There are different types of knowledge. One form of knowledge is instinctive, like you know not to eat the cheese that has gone mouldy in the fridge even though nobody told you not to. We instinctively perform many tasks, but cannot explain why. This type of knowledge is also referred to as tacit knowledge. At the other end of the scale, there are more explicit forms of knowledge: Knowledge that individuals are consciously aware of and that can be communicated to others more or less easily, like how to use a coffee machine. In technical communication, information developers (AKA technical writers) strive to obtain, represent, and convey explicit knowledge for use by others.
many companies strive to capture, manage, and transfer knowledge
Knowledge transfer is one of many activities related to knowledge management. Knowledge management is important in many areas of society. The motivation for taking an active interest in how knowledge is collected, classified, consolidated, and conveyed may be corporate, educational, personal, political, scientific, or social. In technical communication environments, knowledge management may not take place per se, but a healthy form of knowledge transfer must exist if the information development process is to run smoothly.

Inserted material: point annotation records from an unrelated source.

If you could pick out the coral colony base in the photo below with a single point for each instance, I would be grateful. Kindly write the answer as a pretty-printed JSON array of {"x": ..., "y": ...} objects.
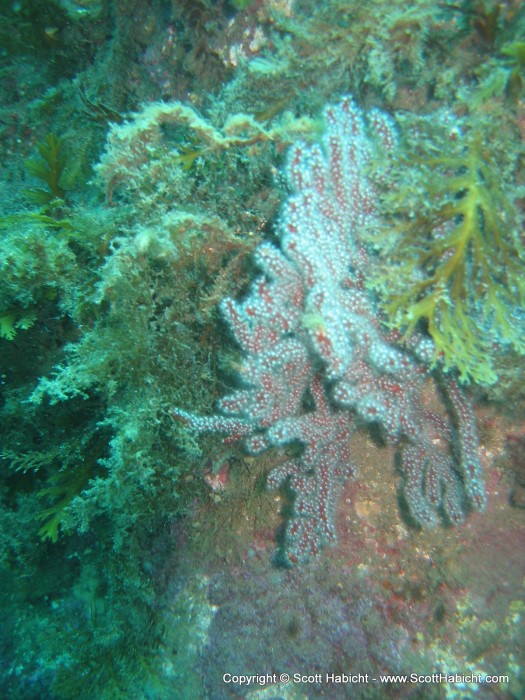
[{"x": 319, "y": 361}]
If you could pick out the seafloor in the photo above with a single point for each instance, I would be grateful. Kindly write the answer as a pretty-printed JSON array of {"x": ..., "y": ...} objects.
[{"x": 144, "y": 147}]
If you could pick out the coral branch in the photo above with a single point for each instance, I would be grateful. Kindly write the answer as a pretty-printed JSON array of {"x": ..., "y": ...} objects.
[{"x": 319, "y": 362}]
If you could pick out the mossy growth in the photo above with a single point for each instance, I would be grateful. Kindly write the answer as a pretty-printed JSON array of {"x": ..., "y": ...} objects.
[{"x": 454, "y": 262}]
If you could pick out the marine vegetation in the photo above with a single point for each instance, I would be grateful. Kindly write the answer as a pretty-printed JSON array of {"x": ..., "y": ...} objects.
[{"x": 453, "y": 257}]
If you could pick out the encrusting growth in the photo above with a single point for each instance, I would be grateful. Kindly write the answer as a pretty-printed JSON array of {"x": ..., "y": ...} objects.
[{"x": 319, "y": 361}]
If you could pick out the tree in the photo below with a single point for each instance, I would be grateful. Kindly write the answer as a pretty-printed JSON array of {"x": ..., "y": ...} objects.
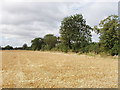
[
  {"x": 50, "y": 41},
  {"x": 8, "y": 47},
  {"x": 108, "y": 31},
  {"x": 75, "y": 34},
  {"x": 37, "y": 43},
  {"x": 25, "y": 46}
]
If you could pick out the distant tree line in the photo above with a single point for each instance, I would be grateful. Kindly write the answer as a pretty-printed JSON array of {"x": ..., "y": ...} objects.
[{"x": 75, "y": 36}]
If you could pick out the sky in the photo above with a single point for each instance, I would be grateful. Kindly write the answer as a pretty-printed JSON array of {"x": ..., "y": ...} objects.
[{"x": 23, "y": 20}]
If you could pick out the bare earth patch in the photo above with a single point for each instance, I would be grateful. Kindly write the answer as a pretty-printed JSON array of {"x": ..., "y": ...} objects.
[{"x": 35, "y": 69}]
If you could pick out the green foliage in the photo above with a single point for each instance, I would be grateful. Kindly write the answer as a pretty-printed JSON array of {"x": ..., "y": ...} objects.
[
  {"x": 109, "y": 36},
  {"x": 74, "y": 32},
  {"x": 25, "y": 46},
  {"x": 37, "y": 43}
]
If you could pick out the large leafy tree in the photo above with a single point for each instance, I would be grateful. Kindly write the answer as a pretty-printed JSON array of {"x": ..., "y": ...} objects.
[
  {"x": 50, "y": 40},
  {"x": 37, "y": 43},
  {"x": 75, "y": 34},
  {"x": 108, "y": 31}
]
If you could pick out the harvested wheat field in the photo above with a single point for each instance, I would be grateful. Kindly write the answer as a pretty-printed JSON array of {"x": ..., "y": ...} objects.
[{"x": 35, "y": 69}]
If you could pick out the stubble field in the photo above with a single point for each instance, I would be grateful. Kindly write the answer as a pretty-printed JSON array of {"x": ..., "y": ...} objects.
[{"x": 35, "y": 69}]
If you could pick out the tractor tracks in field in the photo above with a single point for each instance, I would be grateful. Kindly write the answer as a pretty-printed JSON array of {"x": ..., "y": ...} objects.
[{"x": 19, "y": 74}]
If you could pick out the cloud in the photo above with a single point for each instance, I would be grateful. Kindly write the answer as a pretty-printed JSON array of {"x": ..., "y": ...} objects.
[{"x": 23, "y": 21}]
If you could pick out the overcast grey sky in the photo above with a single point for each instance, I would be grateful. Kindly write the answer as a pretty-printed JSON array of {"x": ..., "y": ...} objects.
[{"x": 23, "y": 21}]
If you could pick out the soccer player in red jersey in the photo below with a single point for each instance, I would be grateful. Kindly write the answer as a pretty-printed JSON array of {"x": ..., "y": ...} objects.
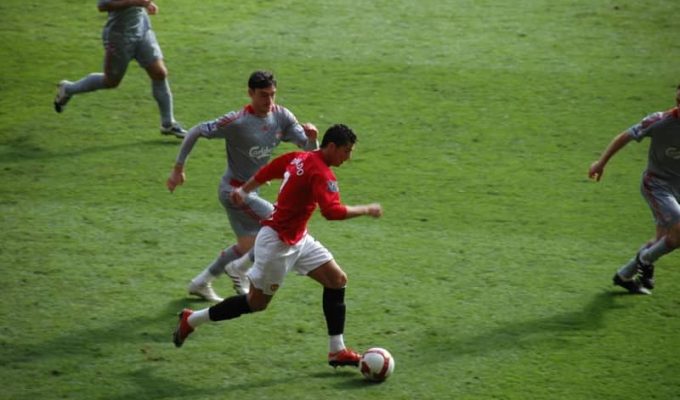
[{"x": 283, "y": 244}]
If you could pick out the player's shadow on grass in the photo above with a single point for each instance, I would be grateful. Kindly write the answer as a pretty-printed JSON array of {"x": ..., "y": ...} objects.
[
  {"x": 557, "y": 329},
  {"x": 22, "y": 149},
  {"x": 85, "y": 341},
  {"x": 87, "y": 346}
]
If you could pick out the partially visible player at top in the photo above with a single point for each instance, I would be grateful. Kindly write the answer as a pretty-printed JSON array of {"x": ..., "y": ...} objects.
[
  {"x": 284, "y": 244},
  {"x": 660, "y": 187},
  {"x": 127, "y": 35},
  {"x": 251, "y": 135}
]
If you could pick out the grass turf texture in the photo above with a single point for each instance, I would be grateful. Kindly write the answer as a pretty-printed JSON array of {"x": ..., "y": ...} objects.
[{"x": 489, "y": 275}]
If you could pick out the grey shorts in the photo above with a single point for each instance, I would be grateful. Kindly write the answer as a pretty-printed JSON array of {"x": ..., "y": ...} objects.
[
  {"x": 245, "y": 221},
  {"x": 121, "y": 49},
  {"x": 662, "y": 200}
]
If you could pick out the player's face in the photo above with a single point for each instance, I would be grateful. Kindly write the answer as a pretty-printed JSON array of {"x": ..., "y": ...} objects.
[
  {"x": 262, "y": 99},
  {"x": 341, "y": 154}
]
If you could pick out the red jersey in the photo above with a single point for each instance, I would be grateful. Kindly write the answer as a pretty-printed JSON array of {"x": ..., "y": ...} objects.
[{"x": 307, "y": 181}]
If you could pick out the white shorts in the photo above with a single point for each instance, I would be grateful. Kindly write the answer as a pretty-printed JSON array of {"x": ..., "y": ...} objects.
[{"x": 274, "y": 259}]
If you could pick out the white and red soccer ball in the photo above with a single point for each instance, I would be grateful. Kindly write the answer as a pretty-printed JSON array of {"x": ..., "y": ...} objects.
[{"x": 376, "y": 364}]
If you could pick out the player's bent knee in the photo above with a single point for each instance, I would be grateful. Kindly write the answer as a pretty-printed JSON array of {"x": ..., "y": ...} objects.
[
  {"x": 111, "y": 83},
  {"x": 673, "y": 236},
  {"x": 339, "y": 281}
]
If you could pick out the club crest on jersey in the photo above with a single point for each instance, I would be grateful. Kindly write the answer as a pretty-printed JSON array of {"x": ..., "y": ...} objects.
[
  {"x": 258, "y": 152},
  {"x": 332, "y": 186}
]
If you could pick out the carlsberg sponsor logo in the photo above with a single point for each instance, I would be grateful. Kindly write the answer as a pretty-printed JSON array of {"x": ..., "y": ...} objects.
[{"x": 673, "y": 152}]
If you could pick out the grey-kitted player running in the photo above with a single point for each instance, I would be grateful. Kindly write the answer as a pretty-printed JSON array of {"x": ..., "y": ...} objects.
[
  {"x": 660, "y": 187},
  {"x": 250, "y": 136},
  {"x": 127, "y": 35}
]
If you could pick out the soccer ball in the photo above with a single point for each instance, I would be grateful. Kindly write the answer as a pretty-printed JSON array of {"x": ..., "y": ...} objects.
[{"x": 376, "y": 364}]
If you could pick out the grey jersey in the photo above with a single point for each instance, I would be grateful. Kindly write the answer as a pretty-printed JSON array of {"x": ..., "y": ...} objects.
[
  {"x": 249, "y": 139},
  {"x": 663, "y": 128},
  {"x": 131, "y": 22}
]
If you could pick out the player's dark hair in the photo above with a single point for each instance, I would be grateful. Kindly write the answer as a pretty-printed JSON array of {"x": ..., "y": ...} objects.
[
  {"x": 261, "y": 80},
  {"x": 340, "y": 134}
]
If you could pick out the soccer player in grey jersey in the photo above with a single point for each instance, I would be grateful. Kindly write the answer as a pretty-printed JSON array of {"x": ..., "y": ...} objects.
[
  {"x": 660, "y": 187},
  {"x": 127, "y": 35},
  {"x": 250, "y": 136}
]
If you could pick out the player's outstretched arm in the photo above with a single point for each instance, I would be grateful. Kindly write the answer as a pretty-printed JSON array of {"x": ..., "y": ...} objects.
[
  {"x": 597, "y": 168},
  {"x": 372, "y": 210},
  {"x": 115, "y": 5},
  {"x": 177, "y": 175}
]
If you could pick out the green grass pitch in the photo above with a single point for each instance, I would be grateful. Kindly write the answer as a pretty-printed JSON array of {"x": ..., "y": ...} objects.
[{"x": 488, "y": 276}]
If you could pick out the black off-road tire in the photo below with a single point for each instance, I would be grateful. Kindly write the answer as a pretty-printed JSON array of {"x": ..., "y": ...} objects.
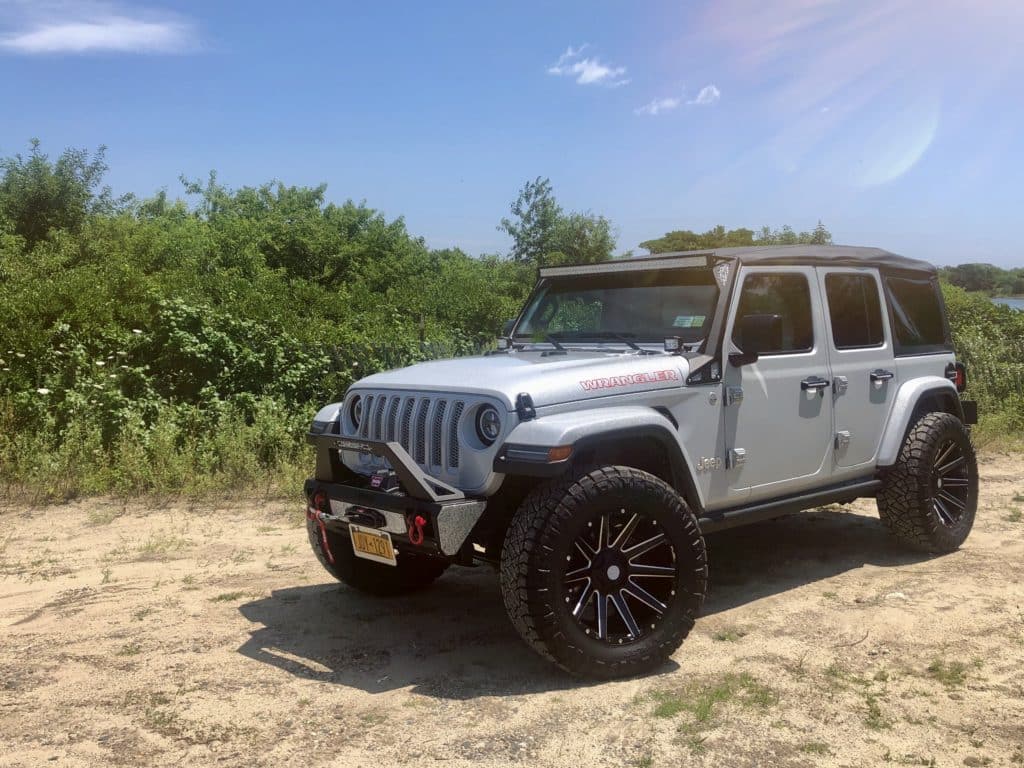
[
  {"x": 413, "y": 571},
  {"x": 542, "y": 538},
  {"x": 927, "y": 503}
]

knowing where to find the information you need is often as valuable as simply just knowing
Have you ever asked yourself why some people seem to know things instinctively, whereas others struggle? In professional situations, it is doubtful that this has anything to do with a hereditary gene (even though the notion is quite fascinating!). These “knowledge people” often have years of experience and have internalized relevant information that they can apply on demand. Alternatively, they can tap a source. That is, they know where to find the information they need or they know who to ask. Being able to find information is just one example of how knowledge transfer occurs.
knowledge transfer involves many more processes than just passing information from A to B
Efficient knowledge transfer relies on:
- formal information exchange (for example, through meetings and training)

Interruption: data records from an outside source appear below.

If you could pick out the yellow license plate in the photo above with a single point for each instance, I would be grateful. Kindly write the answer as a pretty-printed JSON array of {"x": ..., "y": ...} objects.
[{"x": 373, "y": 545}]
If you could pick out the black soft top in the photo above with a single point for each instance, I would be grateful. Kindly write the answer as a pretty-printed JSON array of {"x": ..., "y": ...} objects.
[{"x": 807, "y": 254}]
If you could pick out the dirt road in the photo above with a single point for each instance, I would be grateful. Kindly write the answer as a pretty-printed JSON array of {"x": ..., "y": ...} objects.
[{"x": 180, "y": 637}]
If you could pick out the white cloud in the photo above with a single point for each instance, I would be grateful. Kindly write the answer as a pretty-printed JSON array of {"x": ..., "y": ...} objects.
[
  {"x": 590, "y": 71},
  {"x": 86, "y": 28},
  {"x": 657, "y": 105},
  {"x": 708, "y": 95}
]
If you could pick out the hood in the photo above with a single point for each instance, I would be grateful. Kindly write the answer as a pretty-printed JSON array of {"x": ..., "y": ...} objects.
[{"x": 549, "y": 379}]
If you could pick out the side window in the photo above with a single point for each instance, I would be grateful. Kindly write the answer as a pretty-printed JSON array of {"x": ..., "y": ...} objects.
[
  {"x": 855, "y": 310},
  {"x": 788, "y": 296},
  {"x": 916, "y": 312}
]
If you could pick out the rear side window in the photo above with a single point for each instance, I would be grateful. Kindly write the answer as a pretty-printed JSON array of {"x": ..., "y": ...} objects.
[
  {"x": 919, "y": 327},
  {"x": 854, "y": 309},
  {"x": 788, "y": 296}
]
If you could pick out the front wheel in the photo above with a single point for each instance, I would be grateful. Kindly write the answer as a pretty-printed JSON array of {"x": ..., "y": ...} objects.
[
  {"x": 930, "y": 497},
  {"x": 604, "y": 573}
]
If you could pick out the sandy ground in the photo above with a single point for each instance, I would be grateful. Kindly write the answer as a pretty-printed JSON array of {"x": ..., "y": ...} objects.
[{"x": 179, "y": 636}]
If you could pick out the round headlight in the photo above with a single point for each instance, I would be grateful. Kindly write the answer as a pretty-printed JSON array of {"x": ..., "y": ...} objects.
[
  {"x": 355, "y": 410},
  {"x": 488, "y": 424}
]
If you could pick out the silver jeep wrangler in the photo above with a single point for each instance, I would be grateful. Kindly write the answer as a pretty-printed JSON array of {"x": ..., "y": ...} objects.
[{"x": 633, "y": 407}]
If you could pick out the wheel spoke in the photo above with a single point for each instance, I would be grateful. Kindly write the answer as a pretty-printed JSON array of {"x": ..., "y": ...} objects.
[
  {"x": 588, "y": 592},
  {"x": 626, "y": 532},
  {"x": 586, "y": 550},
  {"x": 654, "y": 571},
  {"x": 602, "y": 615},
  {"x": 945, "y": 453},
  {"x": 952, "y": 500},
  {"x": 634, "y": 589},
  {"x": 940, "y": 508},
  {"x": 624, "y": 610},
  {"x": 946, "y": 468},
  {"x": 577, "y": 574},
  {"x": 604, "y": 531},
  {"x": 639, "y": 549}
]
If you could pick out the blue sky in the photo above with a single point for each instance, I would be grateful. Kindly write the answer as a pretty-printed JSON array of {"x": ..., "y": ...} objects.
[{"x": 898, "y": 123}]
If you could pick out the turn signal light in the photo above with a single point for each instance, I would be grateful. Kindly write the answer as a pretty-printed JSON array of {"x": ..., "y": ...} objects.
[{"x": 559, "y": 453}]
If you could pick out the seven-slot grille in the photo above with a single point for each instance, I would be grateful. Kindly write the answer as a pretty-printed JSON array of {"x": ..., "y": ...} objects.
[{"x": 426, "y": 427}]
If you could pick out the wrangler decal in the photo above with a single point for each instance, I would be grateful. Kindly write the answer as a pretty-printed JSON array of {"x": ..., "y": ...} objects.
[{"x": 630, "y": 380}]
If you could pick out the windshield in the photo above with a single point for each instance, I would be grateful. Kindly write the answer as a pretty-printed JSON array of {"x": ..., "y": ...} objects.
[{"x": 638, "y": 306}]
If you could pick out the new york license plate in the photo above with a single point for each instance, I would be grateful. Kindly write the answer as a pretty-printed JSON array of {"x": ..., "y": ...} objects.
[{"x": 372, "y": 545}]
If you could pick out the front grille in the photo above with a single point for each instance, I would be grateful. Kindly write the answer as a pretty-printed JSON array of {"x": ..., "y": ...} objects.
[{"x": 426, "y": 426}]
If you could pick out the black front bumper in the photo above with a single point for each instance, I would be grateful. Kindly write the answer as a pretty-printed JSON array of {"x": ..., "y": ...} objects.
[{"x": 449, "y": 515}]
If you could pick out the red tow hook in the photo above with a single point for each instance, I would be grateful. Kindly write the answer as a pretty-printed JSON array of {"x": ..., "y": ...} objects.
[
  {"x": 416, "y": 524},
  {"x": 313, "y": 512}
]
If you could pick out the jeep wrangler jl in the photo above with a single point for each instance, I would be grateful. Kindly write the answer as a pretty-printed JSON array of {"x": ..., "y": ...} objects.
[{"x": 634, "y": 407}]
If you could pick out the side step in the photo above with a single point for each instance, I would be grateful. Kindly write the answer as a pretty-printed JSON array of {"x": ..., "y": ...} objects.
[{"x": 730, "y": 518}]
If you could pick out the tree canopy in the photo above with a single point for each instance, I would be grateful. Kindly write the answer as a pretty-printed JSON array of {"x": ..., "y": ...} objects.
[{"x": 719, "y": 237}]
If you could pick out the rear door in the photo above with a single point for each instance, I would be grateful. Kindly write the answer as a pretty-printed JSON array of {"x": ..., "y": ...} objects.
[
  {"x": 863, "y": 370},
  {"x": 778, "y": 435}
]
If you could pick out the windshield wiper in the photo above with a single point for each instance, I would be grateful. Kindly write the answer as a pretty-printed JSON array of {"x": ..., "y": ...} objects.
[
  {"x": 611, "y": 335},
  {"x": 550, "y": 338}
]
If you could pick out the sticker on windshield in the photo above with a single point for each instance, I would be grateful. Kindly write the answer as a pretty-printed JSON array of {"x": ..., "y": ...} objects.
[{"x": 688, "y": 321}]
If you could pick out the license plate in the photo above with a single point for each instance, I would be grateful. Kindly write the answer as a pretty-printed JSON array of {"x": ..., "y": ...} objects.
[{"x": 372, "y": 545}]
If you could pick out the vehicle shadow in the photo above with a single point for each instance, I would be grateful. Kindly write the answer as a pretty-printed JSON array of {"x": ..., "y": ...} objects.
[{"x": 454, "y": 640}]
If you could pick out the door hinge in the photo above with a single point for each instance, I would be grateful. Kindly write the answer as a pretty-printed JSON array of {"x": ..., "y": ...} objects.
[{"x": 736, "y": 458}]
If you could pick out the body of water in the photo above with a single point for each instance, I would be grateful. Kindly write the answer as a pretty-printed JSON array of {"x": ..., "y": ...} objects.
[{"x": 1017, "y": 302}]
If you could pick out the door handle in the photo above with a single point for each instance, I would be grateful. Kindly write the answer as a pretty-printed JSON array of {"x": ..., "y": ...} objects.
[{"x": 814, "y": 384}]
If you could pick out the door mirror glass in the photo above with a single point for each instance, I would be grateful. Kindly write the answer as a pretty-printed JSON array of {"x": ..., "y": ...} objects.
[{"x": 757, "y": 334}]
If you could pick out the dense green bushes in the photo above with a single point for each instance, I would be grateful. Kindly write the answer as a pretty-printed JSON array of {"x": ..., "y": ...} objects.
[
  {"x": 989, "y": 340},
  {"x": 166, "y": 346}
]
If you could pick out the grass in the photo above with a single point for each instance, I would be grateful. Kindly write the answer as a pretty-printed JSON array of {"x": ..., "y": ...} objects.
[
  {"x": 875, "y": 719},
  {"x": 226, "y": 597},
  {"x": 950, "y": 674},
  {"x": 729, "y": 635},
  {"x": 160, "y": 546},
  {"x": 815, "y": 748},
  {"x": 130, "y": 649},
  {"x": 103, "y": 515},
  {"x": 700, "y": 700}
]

- ad hoc information exchange (with documented results and conclusions)
- intra- and extra-departmental collaboration (shared access to information)

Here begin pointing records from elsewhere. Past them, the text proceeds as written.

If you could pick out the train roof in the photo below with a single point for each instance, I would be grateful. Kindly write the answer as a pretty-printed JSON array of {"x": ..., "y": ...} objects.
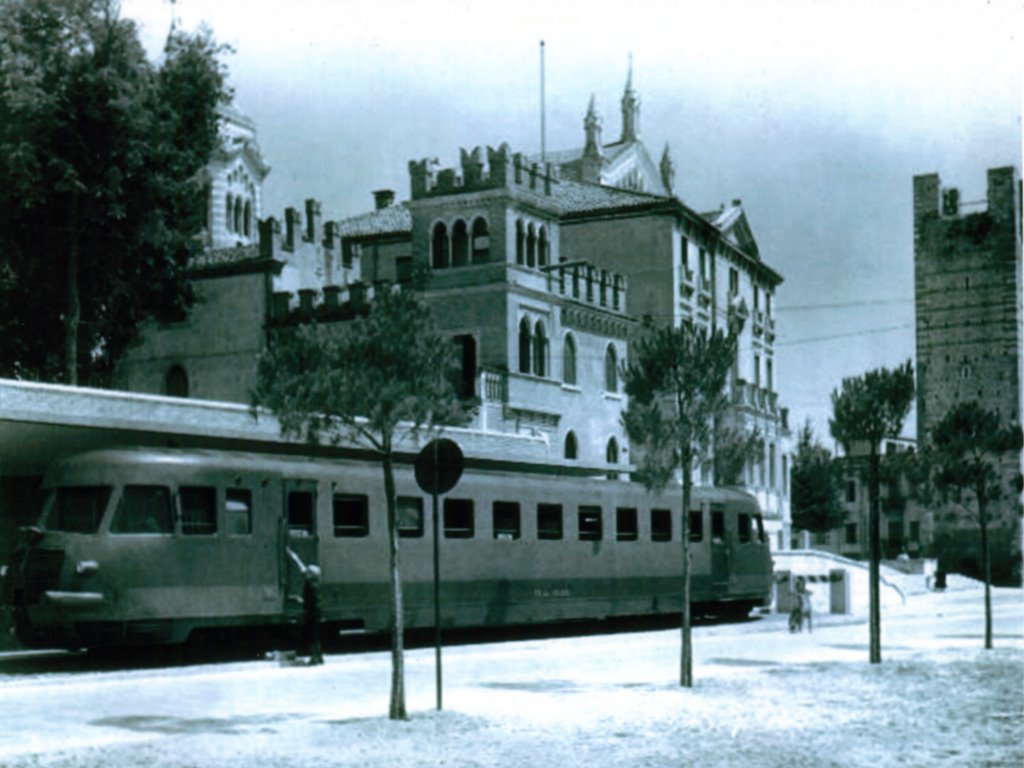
[{"x": 281, "y": 465}]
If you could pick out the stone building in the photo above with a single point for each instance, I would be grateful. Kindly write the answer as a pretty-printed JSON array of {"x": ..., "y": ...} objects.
[
  {"x": 968, "y": 296},
  {"x": 538, "y": 271},
  {"x": 905, "y": 525}
]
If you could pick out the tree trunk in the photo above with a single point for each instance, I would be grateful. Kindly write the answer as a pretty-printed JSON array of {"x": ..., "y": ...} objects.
[
  {"x": 686, "y": 659},
  {"x": 396, "y": 710},
  {"x": 986, "y": 567},
  {"x": 73, "y": 314},
  {"x": 876, "y": 545}
]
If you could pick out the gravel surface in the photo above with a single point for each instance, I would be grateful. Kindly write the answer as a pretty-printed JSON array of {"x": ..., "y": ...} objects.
[{"x": 763, "y": 697}]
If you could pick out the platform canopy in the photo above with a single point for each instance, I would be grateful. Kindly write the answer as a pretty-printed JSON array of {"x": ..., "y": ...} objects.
[{"x": 40, "y": 423}]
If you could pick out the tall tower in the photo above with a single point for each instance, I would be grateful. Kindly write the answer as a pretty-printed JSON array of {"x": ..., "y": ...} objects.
[
  {"x": 235, "y": 175},
  {"x": 968, "y": 298},
  {"x": 631, "y": 109}
]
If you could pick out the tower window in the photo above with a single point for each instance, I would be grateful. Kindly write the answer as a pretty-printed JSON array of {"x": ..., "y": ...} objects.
[
  {"x": 176, "y": 382},
  {"x": 524, "y": 346},
  {"x": 568, "y": 359},
  {"x": 571, "y": 450},
  {"x": 610, "y": 370}
]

- organization and coordination of people and processes
- defined guidelines (for example, industry standards, legal standards and norms, process descriptions, style guides, technical standards, terminology and writing guidelines)
- ongoing documentation of processes
- collection and creation of a knowledge repository
- distribution of information by means of suitable “open” channels
- regular information updates
- monitoring of and feedback on knowledge transfer processes
the people are available, the information is available, the technical means are available
Information developers are ideal candidates to feed a knowledge repository: They often have access to vast amounts of information and act as intermediaries between different company departments, such as product management, quality management, development, and even training and marketing. Plus, a certain category of information developer will have a high degree of technical savvy and will tend to welcome any use of IT-supported collaboration and knowledge sharing, such as blogs, content management systems (CMS), forums, terminology databases, wikis, or other collaboration tools made available on an intranet or on the Internet. Technical communication is highly techno-centric and people-centric.
for many people, computer-mediated communication is part of everyday life
An active process of knowledge transfer is invaluable for technical communication, as well as other corporate activities. With so many ways and means at our disposal for gaining and sharing information with people all over the world, there really is no excuse for feeling left in the dark. Why would anyone want to forgo the benefits:
KM efforts can help individuals and groups to share valuable organisational insights, to reduce redundant work, to avoid reinventing the wheel per se, to reduce training time for new employees, to retain intellectual capital as employees turnover in an organisation, and to adapt to changing environments and markets.
McAdam, Rodney and McCreedy, Sandra, A Critique Of Knowledge Management: Using A Social Constructionist Model. New Technology, Work and Employment, Vol. 15, No. 2, September 2000. Available at SSRN.
Thompson, Mark P.A. and Walsham, Geoff, Placing Knowledge Management in Context. Journal of Management Studies, Vol. 41, No. 5, pp. 725-747, July 2004. Available at SSRN.